## Compare Two Variables using Chi-Square Test

This notebook allows you to compare two variables to see if they are related. It implements a chi-square test for independence to determine if distributions of categorical variables differ from one another in a statistically meaningful sense. In our article, we use a chi-square test to determine if there is a relationship between the subject an article is about (science or the humanities) and the type of newspaper that article appears in (top-circulating newspapers or student newspapers).

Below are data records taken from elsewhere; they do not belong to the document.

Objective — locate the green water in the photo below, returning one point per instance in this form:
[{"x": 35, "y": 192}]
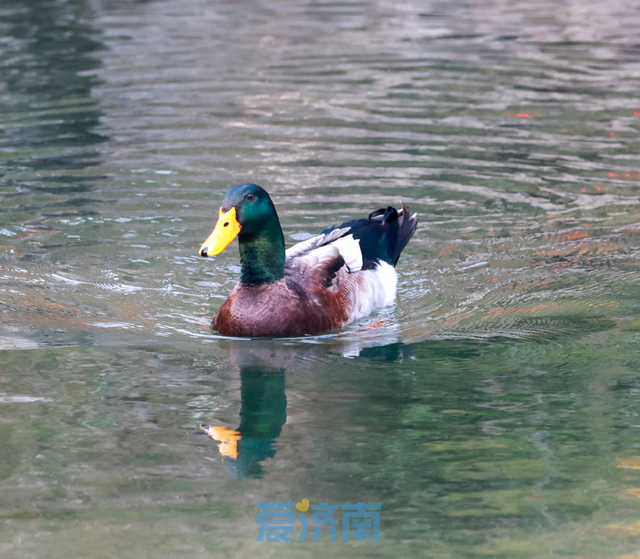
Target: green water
[{"x": 493, "y": 412}]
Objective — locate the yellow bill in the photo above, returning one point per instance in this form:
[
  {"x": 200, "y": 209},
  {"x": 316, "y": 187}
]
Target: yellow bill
[{"x": 225, "y": 231}]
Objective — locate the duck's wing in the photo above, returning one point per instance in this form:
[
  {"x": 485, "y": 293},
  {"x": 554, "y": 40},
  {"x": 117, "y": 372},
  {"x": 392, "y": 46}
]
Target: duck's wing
[
  {"x": 332, "y": 249},
  {"x": 383, "y": 235}
]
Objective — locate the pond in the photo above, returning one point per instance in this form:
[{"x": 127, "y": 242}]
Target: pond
[{"x": 492, "y": 412}]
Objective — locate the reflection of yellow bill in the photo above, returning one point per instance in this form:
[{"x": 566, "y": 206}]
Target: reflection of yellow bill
[
  {"x": 632, "y": 463},
  {"x": 227, "y": 438},
  {"x": 225, "y": 231}
]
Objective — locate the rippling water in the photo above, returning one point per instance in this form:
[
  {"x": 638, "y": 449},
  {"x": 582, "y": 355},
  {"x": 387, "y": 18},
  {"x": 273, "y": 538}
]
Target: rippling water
[{"x": 492, "y": 412}]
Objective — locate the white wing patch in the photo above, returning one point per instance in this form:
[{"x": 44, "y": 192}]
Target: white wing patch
[
  {"x": 329, "y": 246},
  {"x": 349, "y": 249},
  {"x": 314, "y": 242}
]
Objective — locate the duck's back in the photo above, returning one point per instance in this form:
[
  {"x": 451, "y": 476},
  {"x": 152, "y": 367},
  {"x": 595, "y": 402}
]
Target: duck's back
[{"x": 330, "y": 280}]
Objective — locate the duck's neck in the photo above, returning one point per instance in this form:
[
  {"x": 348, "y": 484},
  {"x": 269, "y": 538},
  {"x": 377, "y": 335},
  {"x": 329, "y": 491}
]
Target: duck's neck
[{"x": 262, "y": 255}]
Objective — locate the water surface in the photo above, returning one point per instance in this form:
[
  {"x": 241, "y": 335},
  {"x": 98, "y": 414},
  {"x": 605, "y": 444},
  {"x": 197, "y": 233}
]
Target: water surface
[{"x": 492, "y": 412}]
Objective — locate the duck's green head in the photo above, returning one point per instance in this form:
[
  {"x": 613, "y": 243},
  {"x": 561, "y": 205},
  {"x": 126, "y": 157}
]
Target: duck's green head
[
  {"x": 248, "y": 213},
  {"x": 246, "y": 210}
]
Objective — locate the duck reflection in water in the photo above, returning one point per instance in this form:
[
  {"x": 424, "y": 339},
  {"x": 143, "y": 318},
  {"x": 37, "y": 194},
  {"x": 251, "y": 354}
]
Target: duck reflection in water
[{"x": 263, "y": 401}]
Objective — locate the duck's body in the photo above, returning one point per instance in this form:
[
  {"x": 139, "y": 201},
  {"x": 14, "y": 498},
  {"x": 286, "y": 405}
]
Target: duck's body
[{"x": 318, "y": 285}]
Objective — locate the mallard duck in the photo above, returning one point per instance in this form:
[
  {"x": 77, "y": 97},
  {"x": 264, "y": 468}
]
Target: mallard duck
[{"x": 320, "y": 284}]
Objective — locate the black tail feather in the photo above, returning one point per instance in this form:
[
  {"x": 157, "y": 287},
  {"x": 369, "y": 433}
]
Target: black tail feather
[{"x": 383, "y": 235}]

See this module's `README.md` file for more information about the data used and produced in this notebook and for more information about the chi-square test.

## Settings

This code block imports required Python modules and sets a required variable.

In [1]:
# Python imports
from scipy.stats import chi2_contingency
import numpy as np
from pathlib import Path

# Define paths 
# directory this notebook is in
current_dir       = %pwd
# directory of this repo on your machine
module_dir        = str(Path(current_dir).parent)
# directory of repo data
data_dir          = module_dir + '/data'

csv_file = data_dir + '/tables/chi-sq-contingency-notext.csv'

## Conduct the chi-square test

This cell will conduct the chi-square test and print the results to the notebook. The null hypothesis for this comparison is that there is no relationship between the subject an article is about (science or the humanities) and the type of newspapers that article appears in (top-circulating newspapers or student newspapers).

"Independent (null hypothesis holds true)" = estimated that the variables being tested are independent of one another <br/>
"Dependent (reject null hypothesis)" = estimated that the variables being tested are dependent on one another

In [2]:
# uploading csv to array
with open(csv_file) as file_name:
    data = np.loadtxt(file_name, delimiter=",")

# running the test
stat, p, dof, expected = chi2_contingency(data)
  
# interpreting p-value
alpha = 0.05
print("p value is " + str(p))
if p <= alpha:
    print('Dependent (reject null hypothesis)')
else:
    print('Independent (null hypothesis holds true)')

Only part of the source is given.